How to Adjust a Suspension Fork


----------



## Bald_Ben (May 2, 2005)

Downhill83 said:


> .
> 
> When it comes to the bike shop I am going not going to fault them for that. You know, somethings do get missed. Either way, the service I thought was amazing and I love the bike. Their passion(at the bike shop) is bringing back my passion for biking, it's like I'm a kid again. I know that some of you I'm sure feel like that too(to feel young again while riding a bike). To me, if the service was crap, they didn't put my bike together properly(made it unsafe for me), not let me stay in there shop for hours asking anything I can think of. Then yes, I would not go back. I don't think that one slip up(me or the bike shops fault). I am not going to stop shopping there. But thanks for some of the 2 cents from the posters on that.


Glad you're happy. I may have overreacted. It's like when I see a cyclist breaking traffic laws and pissing off motorists; when you're part of a group with a reputation problem, you can be kind of hard on your own.


----------



## JR 137 (Apr 28, 2012)

I think it's just as important for a shop to tell a buyer of a $500 (or less) bike how to use the stuff on it as it is for a $5k bike.
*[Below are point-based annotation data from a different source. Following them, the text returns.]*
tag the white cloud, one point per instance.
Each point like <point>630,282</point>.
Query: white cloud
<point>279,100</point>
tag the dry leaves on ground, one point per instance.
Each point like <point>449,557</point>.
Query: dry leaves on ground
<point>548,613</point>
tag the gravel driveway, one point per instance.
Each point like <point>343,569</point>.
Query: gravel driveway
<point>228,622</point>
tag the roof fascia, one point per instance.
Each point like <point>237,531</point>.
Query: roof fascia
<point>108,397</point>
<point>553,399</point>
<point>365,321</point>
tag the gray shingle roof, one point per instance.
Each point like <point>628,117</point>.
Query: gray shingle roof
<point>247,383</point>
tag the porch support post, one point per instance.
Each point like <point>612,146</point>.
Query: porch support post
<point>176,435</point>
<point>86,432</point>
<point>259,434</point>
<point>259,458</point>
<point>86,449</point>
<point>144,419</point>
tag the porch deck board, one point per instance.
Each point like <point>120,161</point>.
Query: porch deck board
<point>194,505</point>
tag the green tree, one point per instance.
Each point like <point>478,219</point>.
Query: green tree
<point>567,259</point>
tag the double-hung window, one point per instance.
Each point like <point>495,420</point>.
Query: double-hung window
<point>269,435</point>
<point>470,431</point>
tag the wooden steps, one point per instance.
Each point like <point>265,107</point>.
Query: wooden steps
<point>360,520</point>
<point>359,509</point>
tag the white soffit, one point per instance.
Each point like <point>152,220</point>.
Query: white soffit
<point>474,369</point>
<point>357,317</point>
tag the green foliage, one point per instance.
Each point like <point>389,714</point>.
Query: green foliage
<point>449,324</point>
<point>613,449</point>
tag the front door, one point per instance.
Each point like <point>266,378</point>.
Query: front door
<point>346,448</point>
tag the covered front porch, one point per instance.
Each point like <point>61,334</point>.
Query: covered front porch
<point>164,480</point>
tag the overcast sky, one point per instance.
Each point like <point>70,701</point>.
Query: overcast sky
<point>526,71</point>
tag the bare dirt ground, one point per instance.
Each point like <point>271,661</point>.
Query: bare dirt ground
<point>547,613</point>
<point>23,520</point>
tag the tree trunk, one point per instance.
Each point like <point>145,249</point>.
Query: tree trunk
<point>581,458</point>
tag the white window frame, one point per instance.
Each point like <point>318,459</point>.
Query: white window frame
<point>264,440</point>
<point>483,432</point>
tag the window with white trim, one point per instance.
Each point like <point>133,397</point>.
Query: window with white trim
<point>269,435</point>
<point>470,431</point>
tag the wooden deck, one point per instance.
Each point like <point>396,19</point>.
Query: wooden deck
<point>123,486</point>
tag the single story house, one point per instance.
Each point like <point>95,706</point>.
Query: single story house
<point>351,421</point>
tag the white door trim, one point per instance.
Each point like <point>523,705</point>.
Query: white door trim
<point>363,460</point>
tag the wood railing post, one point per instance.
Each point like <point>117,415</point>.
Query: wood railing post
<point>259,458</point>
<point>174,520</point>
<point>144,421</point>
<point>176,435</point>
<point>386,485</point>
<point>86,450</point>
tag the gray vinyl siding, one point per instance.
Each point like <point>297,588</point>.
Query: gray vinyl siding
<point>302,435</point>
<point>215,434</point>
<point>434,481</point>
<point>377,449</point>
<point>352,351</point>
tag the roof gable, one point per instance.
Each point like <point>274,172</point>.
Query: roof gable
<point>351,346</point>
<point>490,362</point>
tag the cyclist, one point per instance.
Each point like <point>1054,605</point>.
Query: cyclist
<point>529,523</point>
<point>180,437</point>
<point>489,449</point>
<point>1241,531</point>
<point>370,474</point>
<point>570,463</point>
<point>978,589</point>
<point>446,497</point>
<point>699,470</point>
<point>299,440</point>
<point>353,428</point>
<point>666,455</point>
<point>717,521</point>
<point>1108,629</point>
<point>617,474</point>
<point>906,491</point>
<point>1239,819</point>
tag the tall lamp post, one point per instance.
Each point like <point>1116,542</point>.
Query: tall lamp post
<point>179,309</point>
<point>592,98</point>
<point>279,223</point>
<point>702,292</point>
Simple reason - the person who bought the entry level bike probably doesn't know much about most of the settings on a bike. I'm not saying bore the buyer to death with every mundane detail or anything like that. But if something's on the bike, the buyer should know what it is. They should also know how to dial in the fit - handle bars, seat post height, saddle position, etc. so the can make fine adjustments if/whenever necessary.

I'm not saying dump the dealer, by any means. I'm just saying it is important, even if the adjustment is pretty much meaningless on the current fork.


----------



## Downhill83 (May 7, 2012)

@Kenneth: I had found another LBS in the city of where I live. The LBS I got the bike from is about an hour out of town. I am going to check them out soon here. 

JR37: I have thought about it some more since I had read your posts last night and I do agree it should have been explained. I did tell them in an e-mail before I came to the shop and the guy I had talked to that I didn't have a single clue of what I was looking for(I just knew what I was using the bike for).

@Soloman: I understand where you're coming from. I'm apart of the 4x4 community too and I get the same way when people aren't respecting the environment and others around them. No worries though.


----------